Thompson C L, Pollard S, Stephenson F A
Department of Pharmaceutical and Biological Chemistry, School of Pharmacy, University of London, U.K.
Neuropharmacology. 1996;35(9-10):1337-46. doi: 10.1016/s0028-3908(96)00114-1.

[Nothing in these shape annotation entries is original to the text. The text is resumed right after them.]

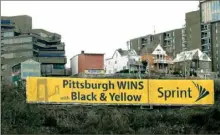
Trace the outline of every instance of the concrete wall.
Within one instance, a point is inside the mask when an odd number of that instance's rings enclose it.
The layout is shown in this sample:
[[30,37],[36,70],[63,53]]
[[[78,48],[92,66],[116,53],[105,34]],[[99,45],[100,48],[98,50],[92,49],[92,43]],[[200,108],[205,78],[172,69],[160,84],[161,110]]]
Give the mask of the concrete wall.
[[20,33],[31,33],[32,29],[32,17],[27,16],[27,15],[19,15],[19,16],[12,16],[12,17],[7,17],[7,16],[2,16],[2,20],[12,20],[15,23],[16,29]]
[[104,69],[104,55],[101,54],[79,54],[78,73],[86,69]]

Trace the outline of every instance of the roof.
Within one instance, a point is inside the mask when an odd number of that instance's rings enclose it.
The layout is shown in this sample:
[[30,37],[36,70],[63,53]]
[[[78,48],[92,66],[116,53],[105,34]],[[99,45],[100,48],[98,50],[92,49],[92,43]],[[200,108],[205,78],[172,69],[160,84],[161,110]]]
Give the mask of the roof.
[[165,55],[167,56],[166,52],[163,50],[160,44],[157,45],[157,47],[154,49],[153,55]]
[[70,60],[73,59],[76,56],[81,55],[81,54],[83,54],[83,55],[105,55],[104,53],[80,53],[80,54],[74,55],[72,58],[70,58]]
[[177,54],[173,62],[174,63],[182,62],[182,61],[193,60],[193,59],[198,59],[200,61],[211,61],[209,56],[203,53],[200,49],[194,49],[191,51],[184,51],[184,52]]
[[116,51],[118,51],[118,53],[119,53],[121,56],[127,56],[127,55],[129,54],[129,51],[128,51],[128,50],[117,49]]

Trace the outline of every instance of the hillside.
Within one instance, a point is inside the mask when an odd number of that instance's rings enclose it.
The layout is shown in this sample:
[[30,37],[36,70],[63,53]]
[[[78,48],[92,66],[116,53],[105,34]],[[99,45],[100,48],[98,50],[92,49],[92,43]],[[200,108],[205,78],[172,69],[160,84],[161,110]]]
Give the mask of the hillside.
[[220,133],[220,80],[212,107],[26,104],[25,90],[2,88],[2,134]]

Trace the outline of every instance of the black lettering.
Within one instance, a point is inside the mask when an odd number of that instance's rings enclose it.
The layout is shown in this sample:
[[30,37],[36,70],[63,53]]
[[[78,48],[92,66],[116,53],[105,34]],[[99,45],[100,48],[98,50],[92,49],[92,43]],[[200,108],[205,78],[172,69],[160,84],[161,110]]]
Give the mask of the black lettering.
[[132,95],[128,95],[127,99],[128,99],[128,101],[132,101],[133,100]]
[[77,100],[77,93],[76,92],[72,92],[72,100]]
[[136,81],[131,82],[131,89],[133,89],[133,88],[137,89],[137,82]]
[[81,88],[81,89],[84,89],[84,88],[85,88],[84,83],[80,83],[80,88]]
[[90,89],[90,84],[87,83],[87,80],[85,81],[85,87],[86,87],[86,89]]
[[109,93],[110,97],[111,97],[111,101],[114,100],[114,96],[115,96],[115,93]]
[[116,101],[120,101],[120,96],[119,95],[115,95],[115,100]]
[[162,98],[162,97],[163,97],[163,92],[160,91],[161,89],[163,89],[163,87],[159,87],[159,88],[157,89],[157,91],[161,94],[160,96],[158,96],[159,98]]
[[80,84],[80,83],[77,81],[77,82],[76,82],[77,89],[79,89],[79,84]]
[[66,85],[68,85],[68,81],[67,80],[63,80],[63,88],[66,88]]
[[188,88],[188,93],[189,93],[189,98],[192,98],[192,96],[190,95],[192,90],[190,90],[190,88]]
[[134,96],[134,101],[141,101],[141,95]]
[[126,89],[126,82],[117,81],[117,84],[119,89]]
[[114,87],[114,84],[113,83],[111,83],[111,81],[109,81],[109,89],[114,89],[115,87]]
[[186,98],[186,97],[187,97],[187,94],[186,94],[186,91],[185,91],[185,90],[181,90],[181,91],[180,91],[181,98],[183,98],[183,93],[184,93],[185,98]]
[[165,90],[165,96],[164,99],[167,100],[171,96],[171,91],[170,90]]
[[141,90],[141,89],[143,89],[143,88],[144,88],[143,83],[144,83],[143,81],[140,81],[140,82],[139,82],[139,88],[138,88],[139,90]]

We have studied the postnatal development of GABAA receptor alpha 1 and alpha 6 subunits expressed by primary cultures of cerebellar granule cells originating from 2-day-old (postnatal day 2, P2) and 10-day-old (P10) rat neonates. At these ages, the granule cells are at distinct stages of cerebellar development. In both cases, GABAA receptor alpha 1 and alpha 6 subunit-like immunoreactivities were detected, and displayed temporal expression profiles that were correlated with the maturity of the cerebella from which the cultured granule cells were derived. Using two different specificity anti-alpha 1 subunit-specific antibodies, immunoreactive species with M(r) 53,000 Da and 54,000 Da were detected by immunoblotting. The lower 53,000-Da band co-migrated with the alpha 1 subunit-like immunoreactivity detected in GABAA receptors purified from adult rat forebrain by benzodiazepine affinity chromatography. This 53,000-Da alpha 1 subunit-like immunoreactive species was detected at day 1 in vitro (1 DIV) in P10 cultures and 3-5 DIV in P2 cultures. The GABAA receptor alpha 6 subunit-like immunoreactivity (58,000 Da) was not detected until 5-7 DIV in P10 and 9-11 DIV in P2-derived cultures. The appearance of alpha 6 subunit-like immunoreactivity was paralleled by an up-regulation of alpha 1 subunit expression and a concomitant increase in diazepam-insensitive (DZ-IS) [3H]Ro 15-4513 binding activity, a pharmacological characteristic of alpha 6 and alpha 1 alpha 6-subunit-containing GABAA receptors (Pollard et al. J. Biol. Chem., 270, 21,285-21,290, (1995)). Antagonism of both non-NMDA and NMDA subtypes of ionotropic glutamate receptors did not significantly affect the developmental profile, the level of GABAA receptor alpha 6 subunit or the total DZ-IS or DZ-S [3H]Ro 15-4513 binding activities expressed by these neurons. These results provide further evidence that the expression of specific GABAA receptor subunit genes is subject to differential regulation. Furthermore, developmental expression of the GABAA receptor alpha 6 subunit gene by these neurons is either a preprogrammed event or is initiated by an environmental cue that is received early in granule cell development, and it is not a result of afferent activation of ionotropic glutamate receptors.
我们研究了源自2日龄(出生后第2天,P2)和10日龄(P10)新生大鼠的小脑颗粒细胞原代培养物中GABAA受体α1和α6亚基的出生后发育情况。在这些年龄段,颗粒细胞处于小脑发育的不同阶段。在这两种情况下,均检测到了GABAA受体α1和α6亚基样免疫反应性,并且其呈现出与所培养颗粒细胞来源的小脑成熟度相关的时间表达谱。使用两种不同特异性的抗α1亚基特异性抗体,通过免疫印迹检测到分子量为53,000 Da和54,000 Da的免疫反应性条带。较低的53,000 Da条带与通过苯二氮䓬亲和色谱从成年大鼠前脑纯化的GABAA受体中检测到的α1亚基样免疫反应性共同迁移。在P10培养物的体外第1天(1 DIV)和P2培养物的3 - 5 DIV检测到这种53,000 Da的α1亚基样免疫反应性条带。直到P10培养物的5 - 7 DIV和P2来源培养物的9 - 11 DIV才检测到GABAA受体α6亚基样免疫反应性(58,000 Da)。α6亚基样免疫反应性的出现伴随着α1亚基表达的上调以及地西泮不敏感(DZ - IS)[3H]Ro 15 - 4513结合活性的相应增加,这是含α6和α1α6亚基的GABAA受体的药理学特征(Pollard等人,《生物化学杂志》,270,21,285 - 21,290,(1995))。离子型谷氨酸受体的非NMDA和NMDA亚型的拮抗剂均未显著影响这些神经元的发育谱、GABAA受体α6亚基水平或总的DZ - IS或DZ - S [3H]Ro 15 - 4513结合活性。这些结果进一步证明了特定GABAA受体亚基基因的表达受到差异调节。此外,这些神经元中GABAA受体α6亚基基因的发育表达要么是一个预先编程的事件,要么是由颗粒细胞发育早期接收到的环境信号引发的,而不是离子型谷氨酸受体传入激活的结果。